Whats the story with Directions to the Place just so i know where im heading to from Dundee


----------



## Chris_4536 (Sep 20, 2006)

Click http://www.multimap.com/maps/#map=56.41425,-3.21726|15|4&loc=GB:56.41397:-3.22196:16|errol|


----------



## BioHzrd (May 27, 2007)

Ill still manage to get lost lol....Who else is coming from or going through Dundee ?? so i can tag along


----------



## German Taxi (Nov 6, 2007)

Is anyone bringing along any bits of their 'collection' to show around, like comparing products etc? Is that a stupid question? Or is that the whole point and it's just a given that there will loads of gear there?
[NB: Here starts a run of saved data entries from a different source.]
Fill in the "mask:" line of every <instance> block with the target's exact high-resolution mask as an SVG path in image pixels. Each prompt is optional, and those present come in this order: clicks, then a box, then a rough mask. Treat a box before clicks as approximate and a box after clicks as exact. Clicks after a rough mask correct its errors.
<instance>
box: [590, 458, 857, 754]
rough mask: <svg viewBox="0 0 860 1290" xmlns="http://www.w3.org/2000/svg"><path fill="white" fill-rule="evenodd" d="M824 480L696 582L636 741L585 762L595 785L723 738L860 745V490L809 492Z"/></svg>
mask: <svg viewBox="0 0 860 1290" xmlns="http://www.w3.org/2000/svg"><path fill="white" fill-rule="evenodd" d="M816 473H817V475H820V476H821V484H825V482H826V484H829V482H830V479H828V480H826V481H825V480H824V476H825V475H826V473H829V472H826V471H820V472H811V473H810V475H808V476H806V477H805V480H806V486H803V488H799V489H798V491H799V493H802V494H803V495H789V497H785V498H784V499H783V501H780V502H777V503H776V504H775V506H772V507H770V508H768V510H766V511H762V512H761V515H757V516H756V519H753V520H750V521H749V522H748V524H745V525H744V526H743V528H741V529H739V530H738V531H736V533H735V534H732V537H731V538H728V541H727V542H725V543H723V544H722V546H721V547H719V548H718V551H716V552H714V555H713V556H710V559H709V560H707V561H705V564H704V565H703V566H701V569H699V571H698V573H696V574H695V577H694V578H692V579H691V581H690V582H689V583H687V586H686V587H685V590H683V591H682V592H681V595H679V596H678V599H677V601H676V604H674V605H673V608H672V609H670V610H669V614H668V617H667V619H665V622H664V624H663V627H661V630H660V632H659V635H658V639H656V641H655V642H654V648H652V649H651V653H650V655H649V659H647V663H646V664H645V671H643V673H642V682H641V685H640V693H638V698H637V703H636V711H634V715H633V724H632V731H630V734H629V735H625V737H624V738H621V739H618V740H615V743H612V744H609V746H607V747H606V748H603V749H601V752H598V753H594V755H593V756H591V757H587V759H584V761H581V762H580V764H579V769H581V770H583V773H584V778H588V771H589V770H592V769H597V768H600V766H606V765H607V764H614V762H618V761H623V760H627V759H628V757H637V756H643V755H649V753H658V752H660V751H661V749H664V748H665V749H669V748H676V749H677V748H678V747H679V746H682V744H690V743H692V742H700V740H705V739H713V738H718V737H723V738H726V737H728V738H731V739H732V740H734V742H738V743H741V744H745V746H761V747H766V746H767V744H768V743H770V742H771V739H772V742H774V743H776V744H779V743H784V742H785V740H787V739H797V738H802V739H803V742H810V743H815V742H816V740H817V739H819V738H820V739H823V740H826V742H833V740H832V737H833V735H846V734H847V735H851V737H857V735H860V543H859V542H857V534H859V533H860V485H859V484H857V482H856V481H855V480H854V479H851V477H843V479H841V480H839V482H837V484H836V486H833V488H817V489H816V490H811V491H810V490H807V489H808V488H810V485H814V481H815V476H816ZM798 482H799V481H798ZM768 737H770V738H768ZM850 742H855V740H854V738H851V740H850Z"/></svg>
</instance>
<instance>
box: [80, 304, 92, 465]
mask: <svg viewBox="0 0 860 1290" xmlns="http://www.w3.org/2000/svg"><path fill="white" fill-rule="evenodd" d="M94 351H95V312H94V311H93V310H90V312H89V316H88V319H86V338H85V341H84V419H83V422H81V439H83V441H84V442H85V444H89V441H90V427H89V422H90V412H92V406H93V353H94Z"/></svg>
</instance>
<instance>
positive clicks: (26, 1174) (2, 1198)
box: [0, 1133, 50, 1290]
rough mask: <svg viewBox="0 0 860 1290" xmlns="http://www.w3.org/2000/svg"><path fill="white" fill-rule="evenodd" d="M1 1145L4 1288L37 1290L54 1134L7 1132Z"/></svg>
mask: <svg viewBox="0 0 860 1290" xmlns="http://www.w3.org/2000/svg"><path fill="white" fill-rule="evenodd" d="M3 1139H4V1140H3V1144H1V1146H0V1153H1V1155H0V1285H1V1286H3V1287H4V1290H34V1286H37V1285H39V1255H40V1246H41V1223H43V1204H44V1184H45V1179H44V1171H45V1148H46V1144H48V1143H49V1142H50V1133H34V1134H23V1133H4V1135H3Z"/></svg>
Was wondering because there's going to be a Rupes demo and possibly other polishers. Is anyone planning on bringing other stuff?

I was thinking of chucking a few bits-and-bobs in the car, mostly based on questions/comments I've seen on the forum. Sometimes it's great to see stuff in the flesh, so to speak, even if it just puts you off buying it! Even simple stuff like comparing different brands of m/f or drying towels? Or a squirt of an air freshener?

What about a pressure washer? Or a foam gun?

Sorry, never been to a meet before and just looking to help get the best out of it......


----------



## Epoch (Jul 30, 2006)

I might be taking the Mirka stuff (all depends on if we can securei t in the truck bed)

plus some other bits and bats (Waxes, Qd's)

Dave and Bryan will most probably have loads of stuff there too!


----------



## German Taxi (Nov 6, 2007)

Thanks Epoch.

Unlike you (judging from that garage!), I think I could get all my stuff in the car......but will hopefully resist the temptation!


----------



## Neil_S (Oct 26, 2005)

Bryan is this just a ruse to get many free labourers to paint your floor? :lol:


----------



## Epoch (Jul 30, 2006)

Neil_S said:


> Bryan is this just a ruse to get many free labourers to paint your floor? :lol:


We'll be acid bathing Steve's truck to etch the concrete prior to Bryan painting


----------



## blr123 (Oct 26, 2005)

Neil_S said:


> Bryan is this just a ruse to get many free labourers to paint your floor? :lol:


Shhhhh don't let on 

Bryan


----------



## L200 Steve (Oct 25, 2005)

German Taxi said:


> Is anyone bringing along any bits of their 'collection' to show around, like comparing products etc? Is that a stupid question? Or is that the whole point and it's just a given that there will loads of gear there?
> 
> Was wondering because there's going to be a Rupes demo and possibly other polishers. Is anyone planning on bringing other stuff?
> 
> ...


If all goes to plan....

I will be arriving with a Hilux packed with a wash kit, as I have heard that most of the water used in Yorkshire is piped from Scotland, so thought that I save the water companies some effort by taking my Hilux to the source to wash it.:doublesho

I also thought that it might be good to wash it with Autosmarts acid paint decontamination/ fallout remover whilst at the meet, followed by a major claying session to remove whatever the fallout remover leaves behind.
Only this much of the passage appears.